Justin didn’t say anything for a moment. His hand found the datastick atop the books, picked it up, turned it over. And over. And set it down, not looking at her. “I don’t know why you ask my opinion on this,” he said, and let a long breath go. “I don’t know why you need it.”
“I need it,” she said. “I do need it.”
“No, you don’t. You’re good. The hell you’re working routine theta sets, you’re
good
.”
“So are you,” she said. “You’re
too
good to go along with something even he didn’t plan to have work. You know what he’s really up to.”
“Then I wish
you’d
tell
me
what that is!”
“I just did.”
“God.” He did turn his face toward her, upset. “Dammit, Ari.”
“I’m being honest.
I
want you to be all right. I really do. I don’t mind you getting along with Jordan. But he certainly minds your getting along with me. That’s what it’s about, isn’t it? Am I wrong? His battles are all old history. The Centrists lost a lot of their power when we passed the anti-terraforming bills and saved Cyteen’s native life. They lost this world to develop. So some not-very-bright people in that party thought they were going to get their way when Ari died. But Giraud didn’t let them repeal those laws. Giraud was friendly with Defense and that blocked them. And now there’s Yanni, telling them they’ve got just a little time to make deals before I come in. Eversnow is a poor second choice, but it’s what the pro-terraformers have got.”
“Eversnow.”
“It’s a planet out beyond Fargone—”
“I know that.”
“Well, Patil’s in charge of terraforming it, and that’s a secret, so don’t tell it. If certain people think they can bring that snowball to life without wrecking it, well, they might, mightn’t they, but then, that’s not a very Centrist position for Corain’s people to be stuck in, a dozen light years from anything civilized, and no longer in the center of anything. It’s not their kind of territory. They want cities. They want Earth remade in a temperate world that’s central to everything, with all of Union clustered around it, and they want it fast. Well, fast won’t happen there. It’s going to take a long time, and we’ll be changing the Centrists, right along with Eversnow. People that go out there will belong there. Or their children will. That’s the way things work.”
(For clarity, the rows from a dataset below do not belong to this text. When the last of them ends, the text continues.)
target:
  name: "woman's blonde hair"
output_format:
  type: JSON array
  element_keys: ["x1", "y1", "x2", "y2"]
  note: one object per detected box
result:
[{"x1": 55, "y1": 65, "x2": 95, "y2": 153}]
“You’re losing me. Eversnow. Not Fargone.”
“Fargone’s just a cover.”
“I’m not sure I want to know these things. I’m not sure Yanni would be happy with my knowing these things.”
“Oh, pretty soon more people inside Reseune are going to know it. We’re just not putting it on the news until it launches. That’s why security’s all stirred up about this card.”
“You think Jordan could have had any contact with a secret some professor in Novgorod is up to? I thought you monitored his phone calls.”
“Not any current contact, no, he doesn’t have. But then he never cared whether it was Centrists or Expansionists he was supporting, so long as it gave his Ari grief, do you think? She was all his focus. Whatever she wanted, he was against, once that partnership split up. And the fight between them wasn’t ever really about Cyteen, or Eversnow, or Alpha or Beta or Fargone or terraforming or any station in the whole universe, for that matter. Reseune was everything. He wanted to leave it, but he didn’t, not in his head. And now he’s back, but Reseune after Denys isn’t the place he remembers. So it’s not a happy situation, and he’s not dealing well with the changes he finds here. That’s what I think.”